In the run-up to a G-20 summit in South Korea later this week, the International Monetary Fund’s executive board has approved governance reforms that overhaul representation of the fund’s board, increase voting power of emerging economies and double IMF quotas.
“Taken together, it’s a big shift in quotas and accordingly in voting power. It’s a very important increase in the voice and representation of the emerging market and developing countries … it is a historical reform of the IMF,” the Washington-based lender’s chief Dominique Strauss-Kahn said Friday (Nov. 5).
“It means we now have the top 10 shareholders that really represent the top 10 countries in the world, namely the United States, Japan, the four main European countries, and the four BRICs (Brazil, Russia, India, and China). The ranking of the countries is now really the ranking they have in the global economy,” he said.
The reforms allow for a shift of 6 percent of quota shares to the dynamic emerging market and developing countries.

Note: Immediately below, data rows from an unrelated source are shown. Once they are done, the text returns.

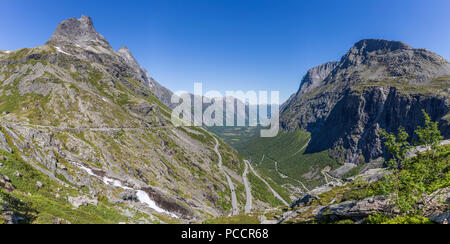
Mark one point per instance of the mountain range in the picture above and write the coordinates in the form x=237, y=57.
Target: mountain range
x=86, y=134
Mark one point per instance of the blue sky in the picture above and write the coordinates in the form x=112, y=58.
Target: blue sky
x=234, y=44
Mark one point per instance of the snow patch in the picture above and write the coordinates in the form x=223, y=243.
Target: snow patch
x=88, y=170
x=142, y=196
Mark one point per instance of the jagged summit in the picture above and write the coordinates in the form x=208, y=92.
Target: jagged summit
x=78, y=32
x=126, y=54
x=371, y=45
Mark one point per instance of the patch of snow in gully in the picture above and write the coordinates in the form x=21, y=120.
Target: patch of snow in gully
x=142, y=196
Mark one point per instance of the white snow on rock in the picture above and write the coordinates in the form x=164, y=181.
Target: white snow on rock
x=142, y=196
x=88, y=170
x=61, y=51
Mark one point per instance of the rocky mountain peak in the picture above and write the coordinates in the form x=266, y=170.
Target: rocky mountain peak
x=381, y=46
x=78, y=32
x=126, y=54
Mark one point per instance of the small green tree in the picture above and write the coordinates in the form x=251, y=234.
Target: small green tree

“One-half of the shift comes from advanced economies, mostly European advanced economies, but the United States also played a part. One third comes from oil producers, countries like Saudi Arabia for instance. So altogether, 80 percent of the shift comes from advanced countries and oil producers,” Strauss-Kahn said. “Only 20 percent comes from other emerging countries.”
Advanced European nations will also have fewer seats at the fund’s board. IMF member nations’ quotas, the fund’s principal source of financial resources, will also be doubled to USD755.7 billion.
Quota increases and board reforms are expected to take effect in 2012.